C’est à ce sujet précisément que le président Joe Biden a tenu à légiférer par décret, le 25 septembre 2024, au terme de son mandat finissant.

Des imprimantes 2.0 qui changent la donne

Un chamboulement technologique majeur est survenu, mais il est encore inaccessible au grand public pour des raisons de coût principalement. Il s’agit de l’arrivée sur le marché d’imprimantes à métal. Aujourd’hui, les imprimantes 3D chauffent des filaments de polymère (un dérivé du plastique, source de fragilité de certaines armes 3D) pour les superposer suivant un plan, couche après couche. Demain, c’est aussi du métal chauffé que ces imprimantes couleront, couche après couche, pour concevoir des pièces d’armement. Les armes fabriquées avec cette technologie rivaliseront en solidité avec les armes traditionnelles.

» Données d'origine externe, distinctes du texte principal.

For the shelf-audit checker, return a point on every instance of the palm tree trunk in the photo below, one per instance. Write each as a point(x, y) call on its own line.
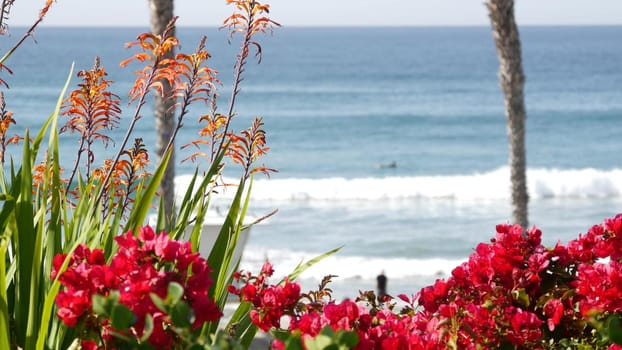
point(512, 79)
point(161, 13)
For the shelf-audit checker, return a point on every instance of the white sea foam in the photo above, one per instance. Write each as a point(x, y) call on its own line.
point(542, 183)
point(349, 267)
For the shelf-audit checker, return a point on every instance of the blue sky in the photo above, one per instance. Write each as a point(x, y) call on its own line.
point(325, 12)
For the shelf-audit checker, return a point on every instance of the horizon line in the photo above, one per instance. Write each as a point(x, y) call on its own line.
point(316, 26)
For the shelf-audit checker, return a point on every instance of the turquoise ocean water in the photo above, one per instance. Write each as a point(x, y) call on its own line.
point(339, 103)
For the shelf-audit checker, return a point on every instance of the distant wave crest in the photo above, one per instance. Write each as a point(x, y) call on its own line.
point(542, 183)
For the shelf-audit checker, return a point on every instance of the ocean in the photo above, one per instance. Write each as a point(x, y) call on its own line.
point(389, 142)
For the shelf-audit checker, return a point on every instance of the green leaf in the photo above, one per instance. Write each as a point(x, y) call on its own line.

Les imprimantes à métal coûtent plusieurs centaines de milliers d’euros actuellement, mais leur démocratisation prochaine changera la donne : les armes 3D n’auront presque plus rien à envier aux armes traditionnelles, tout en étant moins coûteuses et intraçables.

Le marché noir fournit, à ce stade, des armes traditionnelles de meilleure qualité et moins chères.

C’est une donnée dont la police fédérale belge est bien consciente. Confrontée de plus en plus fréquemment à des armes 3D, Valérie Fievet, analyste stratégique DJSOC/Centrex Armes, sait bien que le pire reste à venir : « Ce qu’on doit faire pour l’instant, c’est surtout suivre l’avancée de la technologie 3D. La plus grande évolution technologique va être celle des imprimantes métalliques. Le percuteur, le canon sont des pièces qui doivent nécessairement être en métal. La technologie va encore évoluer, c’est sûr. Mais pour l’instant le coût est un frein, une imprimante métal peut coûter plusieurs centaines de milliers d’euros. Le marché noir fournit, à ce stade, des armes traditionnelles de meilleure qualité et moins chères », observe-t-elle.